Toute la nuit elles ne faisaient que songer aux larcins qu'elles commettraient le lendemain, et le jour elles couraient d'un village à l'autre, pénétrant dans les maisons et faisant main basse sur le beurre, les confitures, les habits ou les bijoux des habitants. Puis elles portaient les objets volés dans leur caverne de la forêt et se mettaient à manger, à boire et à danser jusqu'à minuit.
Un matin les trois fées partirent pour aller voler les lutins de la vallée voisine ; elles prirent par un ravin et se trompèrent de chemin, et au lieu d'aller demander l'hospitalité chez les lutins pour les duper ensuite, les trois soeurs allèrent frapper à la porte d'un château qui appartenait à des revenants. Ces derniers leur ouvrirent et leur offrirent à déjeuner. Mais tout en mangeant l'un d'eux vit la plus vieille des fées enlever un des couverts en argent et le mettre dans la poche de son tablier. Il prévint ses compagnons et tous ensemble se ruèrent sur les fées voleuses ; la plus âgée fut tuée et les deux autres purent s'échapper.
Le lendemain, toutes furieuses contre les lutins, les deux soeurs reprirent le chemin de la vallée. Et là, un grand daim était à brouter l'herbe de la prairie. C'était justement l'un des lutins, qu'autrefois les méchantes fées avaient métamorphosé en daim. Les fées ne le reconnurent pas.
« Peux-tu nous montrer le château des lutins ? demandèrent-elles.
- Le château des lutins ? Mais vous n'êtes pas dans le chemin. Il vous faut prendre à droite, dans un petit quart d'heure vous serez arrivées devant le château. »
Dès que les fées eurent disparu au tournant du sentier, le daim courut avertir ses frères et deux des plus forts allèrent en hâte se cacher dans le château abandonné que l'animal avait indiqué aux fées voleuses. Quand celles-ci frappèrent à la porte, les lutins les reçurent à grands coups de hâche et tuèrent l'aînée. L'autre dut encore s'enfuir, mais elle jura de se venger.
Les lutins creusèrent un grand trou dans un autre sentier et recouvrirent cette fosse de branchages et de gazon, après y avoir caché deux gros ours.
Le lendemain, la fée rencontra encore le daim de la veille.
« Peux-tu m'indiquer le château des lutins ? Surtout ne te trompe plus comme hier.
- Je me suis donc trompé ? N'avez-vous point pris sur votre gauche ?
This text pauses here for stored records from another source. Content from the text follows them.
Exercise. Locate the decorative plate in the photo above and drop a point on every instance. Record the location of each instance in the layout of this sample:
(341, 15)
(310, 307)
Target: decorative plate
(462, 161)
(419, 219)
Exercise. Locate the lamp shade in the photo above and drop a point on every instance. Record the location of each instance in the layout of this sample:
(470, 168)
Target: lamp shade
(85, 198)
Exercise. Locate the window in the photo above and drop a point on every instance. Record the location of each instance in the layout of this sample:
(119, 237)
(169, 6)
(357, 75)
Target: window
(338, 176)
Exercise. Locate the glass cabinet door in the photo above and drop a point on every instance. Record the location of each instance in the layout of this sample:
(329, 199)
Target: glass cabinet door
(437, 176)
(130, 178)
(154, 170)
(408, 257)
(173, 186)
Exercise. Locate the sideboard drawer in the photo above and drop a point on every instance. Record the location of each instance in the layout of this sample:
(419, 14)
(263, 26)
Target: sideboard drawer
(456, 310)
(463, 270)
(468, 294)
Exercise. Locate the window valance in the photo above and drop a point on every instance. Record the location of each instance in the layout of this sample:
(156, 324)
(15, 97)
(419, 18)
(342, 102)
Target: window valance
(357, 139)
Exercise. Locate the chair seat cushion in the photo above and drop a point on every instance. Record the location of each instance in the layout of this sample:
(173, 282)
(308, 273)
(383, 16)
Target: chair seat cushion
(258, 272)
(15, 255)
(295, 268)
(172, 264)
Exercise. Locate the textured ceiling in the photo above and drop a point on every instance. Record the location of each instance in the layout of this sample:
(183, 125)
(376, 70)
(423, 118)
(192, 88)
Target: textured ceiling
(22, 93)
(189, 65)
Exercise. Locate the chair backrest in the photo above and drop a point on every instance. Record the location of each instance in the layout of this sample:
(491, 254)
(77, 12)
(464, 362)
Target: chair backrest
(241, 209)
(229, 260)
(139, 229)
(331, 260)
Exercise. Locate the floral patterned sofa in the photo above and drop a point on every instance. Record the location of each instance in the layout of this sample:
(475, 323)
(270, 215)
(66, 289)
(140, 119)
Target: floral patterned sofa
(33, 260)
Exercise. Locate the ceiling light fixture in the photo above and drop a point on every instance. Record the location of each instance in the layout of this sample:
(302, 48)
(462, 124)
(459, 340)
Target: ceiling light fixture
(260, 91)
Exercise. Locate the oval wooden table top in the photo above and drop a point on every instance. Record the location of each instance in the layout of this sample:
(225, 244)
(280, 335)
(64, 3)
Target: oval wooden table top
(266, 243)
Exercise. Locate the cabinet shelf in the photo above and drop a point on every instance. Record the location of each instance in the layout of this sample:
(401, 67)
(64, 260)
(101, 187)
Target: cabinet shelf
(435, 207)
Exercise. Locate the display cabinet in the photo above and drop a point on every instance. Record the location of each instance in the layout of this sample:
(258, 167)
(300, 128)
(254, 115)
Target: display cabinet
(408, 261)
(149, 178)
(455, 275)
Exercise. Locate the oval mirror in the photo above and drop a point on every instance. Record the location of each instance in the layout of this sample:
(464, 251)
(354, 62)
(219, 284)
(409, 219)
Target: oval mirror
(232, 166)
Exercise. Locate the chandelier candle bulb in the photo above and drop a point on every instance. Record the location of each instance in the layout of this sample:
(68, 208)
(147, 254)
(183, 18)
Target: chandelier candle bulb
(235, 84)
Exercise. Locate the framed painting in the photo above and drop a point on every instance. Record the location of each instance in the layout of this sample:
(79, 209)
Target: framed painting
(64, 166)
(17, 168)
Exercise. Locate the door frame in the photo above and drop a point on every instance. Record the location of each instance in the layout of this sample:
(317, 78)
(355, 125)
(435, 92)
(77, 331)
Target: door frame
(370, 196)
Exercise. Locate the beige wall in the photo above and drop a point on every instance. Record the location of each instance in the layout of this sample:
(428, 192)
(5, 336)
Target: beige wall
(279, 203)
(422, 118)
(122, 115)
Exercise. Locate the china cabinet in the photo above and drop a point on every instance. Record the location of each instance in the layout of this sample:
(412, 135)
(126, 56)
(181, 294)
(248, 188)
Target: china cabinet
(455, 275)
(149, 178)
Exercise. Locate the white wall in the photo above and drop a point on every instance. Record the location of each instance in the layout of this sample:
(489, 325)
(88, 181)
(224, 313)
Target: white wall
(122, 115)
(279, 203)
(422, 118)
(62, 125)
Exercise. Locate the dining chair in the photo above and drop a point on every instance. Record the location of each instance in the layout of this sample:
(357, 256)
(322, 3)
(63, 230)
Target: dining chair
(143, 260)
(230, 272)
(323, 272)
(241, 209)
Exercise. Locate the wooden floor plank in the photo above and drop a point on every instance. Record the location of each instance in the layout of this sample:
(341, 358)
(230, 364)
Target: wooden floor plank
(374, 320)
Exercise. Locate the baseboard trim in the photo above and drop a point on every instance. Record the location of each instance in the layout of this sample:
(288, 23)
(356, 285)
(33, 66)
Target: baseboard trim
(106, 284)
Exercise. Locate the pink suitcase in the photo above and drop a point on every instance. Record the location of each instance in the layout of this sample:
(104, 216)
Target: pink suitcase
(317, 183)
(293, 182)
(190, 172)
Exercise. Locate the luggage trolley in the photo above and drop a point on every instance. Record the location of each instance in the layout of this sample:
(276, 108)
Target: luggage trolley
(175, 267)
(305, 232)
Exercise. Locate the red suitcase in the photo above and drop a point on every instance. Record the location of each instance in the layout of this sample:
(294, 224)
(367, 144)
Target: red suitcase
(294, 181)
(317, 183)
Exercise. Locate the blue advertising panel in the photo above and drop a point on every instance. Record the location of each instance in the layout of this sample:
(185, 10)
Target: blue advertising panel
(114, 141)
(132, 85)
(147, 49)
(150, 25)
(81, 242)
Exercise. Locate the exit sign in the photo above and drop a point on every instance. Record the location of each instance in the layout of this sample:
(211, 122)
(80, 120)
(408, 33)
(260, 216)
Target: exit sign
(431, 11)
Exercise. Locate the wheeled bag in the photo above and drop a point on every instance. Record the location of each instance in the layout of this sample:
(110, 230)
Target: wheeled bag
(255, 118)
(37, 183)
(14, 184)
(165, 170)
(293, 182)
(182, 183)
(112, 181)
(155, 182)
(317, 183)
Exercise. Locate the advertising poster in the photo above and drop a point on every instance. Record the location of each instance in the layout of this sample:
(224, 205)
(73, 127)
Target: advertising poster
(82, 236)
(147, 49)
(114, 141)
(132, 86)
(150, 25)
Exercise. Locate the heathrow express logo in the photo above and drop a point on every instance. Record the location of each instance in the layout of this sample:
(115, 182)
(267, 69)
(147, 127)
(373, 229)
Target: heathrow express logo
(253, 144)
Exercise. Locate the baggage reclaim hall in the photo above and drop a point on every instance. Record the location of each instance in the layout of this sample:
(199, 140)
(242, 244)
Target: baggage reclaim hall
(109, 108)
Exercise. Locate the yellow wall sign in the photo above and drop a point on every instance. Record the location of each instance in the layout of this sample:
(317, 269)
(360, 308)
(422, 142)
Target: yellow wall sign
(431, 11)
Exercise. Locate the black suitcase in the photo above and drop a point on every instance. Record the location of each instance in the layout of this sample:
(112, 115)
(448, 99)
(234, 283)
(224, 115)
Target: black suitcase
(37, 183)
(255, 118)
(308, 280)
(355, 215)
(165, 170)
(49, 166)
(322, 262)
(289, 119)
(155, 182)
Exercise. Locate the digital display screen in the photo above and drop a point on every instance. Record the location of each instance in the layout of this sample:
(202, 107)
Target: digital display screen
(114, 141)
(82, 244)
- Non, tu m'avais dit de prendre le sentier à droite.
- C'est que je n'étais pas tourné du même sens que vous, et ma droite était votre gauche.
- Alors, le premier sentier à ma gauche ?
- C'est cela même. »
La fée continua son chemin, prit le sentier à sa gauche et tomba dans la fosse. Les deux ours se précipitèrent sur elle pour la dévorer, mais elle prit une de ses épingles à cheveux et creva les yeux des deux animaux féroces. Elle eut le temps de prononcer quelques paroles magiques et de sortir de la fosse. Elle courut tout d'une traite vers le château des lutins. Elle n'avait plus qu'un petit ruisseau à traverser. Sans s'apercevoir qu'un précipice était à côté, elle fit un saut prodigieux et se brisa sur les rochers au fond du précipice.
A l'instant le daim reprit sa forme, et pendant quarante jours les lutins de la vallée se livrèrent à des repas, à des festins et à des danses sans fin pour célébrer la mort de leurs mortelles ennemies, les trois fées voleuses.